Gastroesophageal reflux disease (GERD) is a prevalent condition impacting physical and mental health, characterized by symptoms like heartburn and acid regurgitation. GERD affects 18.1-27.8% of North Americans, rising to ~ 50% under less strict criteria. Effective management of GERD is critical to improving patients' quality of life. Traditional treatments range from lifestyle modifications and pharmacological interventions to surgical approaches like laparoscopic anti-reflux surgery (LARS). Patients with erosive esophagitis receive a near 70-80% rate of "complete" symptom relief by 4 weeks using PPIs, in contrast to patients with non-erosive reflux disease (NERD), who demonstrate an intermediate response on the order of 50-60%. However, the invasiveness and associated side effects of surgical options have spurred the development of endoscopic techniques, including anti-reflux mucosectomy (ARMS) and transoral incisionless fundoplication (TIF). This review evaluates ARMS and TIF as therapeutic interventions for GERD, focusing on their risks, benefits, outcomes, and complications. ARMS is noted for shorter procedure times and fewer complications, particularly dysphagia and bleeding, making it an efficient choice for symptom control. TIF, while associated with a higher recurrence and reoperation rate, demonstrates superior long-term efficacy in medication reduction and sustained quality-of-life improvements, especially in patients without prior anti-reflux surgeries. Emerging advancements in endoscopic technologies, such as improved suturing techniques and refinements in mucosal resection, hold promise for reducing recurrence rates and enhancing procedural durability. The choice between ARMS and TIF should be tailored to individual patient needs, taking into account GERD severity, comorbidities, and surgical history. Both procedures exemplify significant advancements in minimally invasive GERD management, and ongoing innovations in endoscopic technologies are expected to further refine their safety and effectiveness. This comparative analysis provides insights into optimizing treatment selection and underscores the importance of personalized care in managing GERD.
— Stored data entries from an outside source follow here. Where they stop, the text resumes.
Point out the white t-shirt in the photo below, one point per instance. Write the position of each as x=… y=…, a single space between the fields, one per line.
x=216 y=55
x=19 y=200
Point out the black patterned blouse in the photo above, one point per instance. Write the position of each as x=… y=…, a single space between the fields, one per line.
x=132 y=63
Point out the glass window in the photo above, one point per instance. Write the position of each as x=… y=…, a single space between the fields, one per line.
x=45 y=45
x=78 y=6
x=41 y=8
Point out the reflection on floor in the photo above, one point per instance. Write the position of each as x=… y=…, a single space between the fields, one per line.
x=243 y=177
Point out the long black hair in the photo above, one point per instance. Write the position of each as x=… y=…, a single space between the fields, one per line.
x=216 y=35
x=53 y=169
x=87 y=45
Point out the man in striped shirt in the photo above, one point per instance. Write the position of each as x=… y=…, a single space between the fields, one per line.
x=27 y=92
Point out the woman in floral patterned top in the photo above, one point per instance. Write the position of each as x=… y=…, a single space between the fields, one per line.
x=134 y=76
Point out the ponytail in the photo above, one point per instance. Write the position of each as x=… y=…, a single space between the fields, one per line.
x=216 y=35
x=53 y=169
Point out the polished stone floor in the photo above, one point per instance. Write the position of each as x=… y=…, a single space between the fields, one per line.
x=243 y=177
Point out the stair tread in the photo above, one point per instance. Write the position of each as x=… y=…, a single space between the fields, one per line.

胃食管反流病(GERD)是一种影响身心健康的常见病症,其特征为烧心和反酸等症状。GERD影响着18.1%至27.8%的北美人,在不太严格的标准下,这一比例上升至约50%。有效管理GERD对于提高患者的生活质量至关重要。传统治疗方法包括生活方式改变、药物干预以及诸如腹腔镜抗反流手术(LARS)等手术方法。糜烂性食管炎患者使用质子泵抑制剂(PPIs)治疗4周后,“完全”缓解症状的比例接近70%至80%,而非糜烂性反流病(NERD)患者的缓解比例约为50%至60%,处于中等水平。然而,手术选择的侵入性及其相关副作用促使了内镜技术的发展,包括抗反流黏膜切除术(ARMS)和经口无切口胃底折叠术(TIF)。本综述评估了ARMS和TIF作为GERD的治疗干预措施,重点关注其风险、益处、疗效和并发症。ARMS的手术时间较短,并发症较少,尤其是吞咽困难和出血,使其成为控制症状的有效选择。TIF虽然复发率和再次手术率较高,但在减少用药和持续改善生活质量方面显示出卓越的长期疗效,特别是对于未接受过抗反流手术的患者。内镜技术的新兴进展,如改进的缝合技术和黏膜切除术的完善,有望降低复发率并提高手术的持久性。ARMS和TIF之间的选择应根据个体患者的需求进行调整,考虑GERD的严重程度、合并症和手术史。这两种手术都体现了微创GERD管理的重大进展,内镜技术的持续创新有望进一步提高其安全性和有效性。这种比较分析为优化治疗选择提供了见解,并强调了个性化护理在管理GERD中的重要性。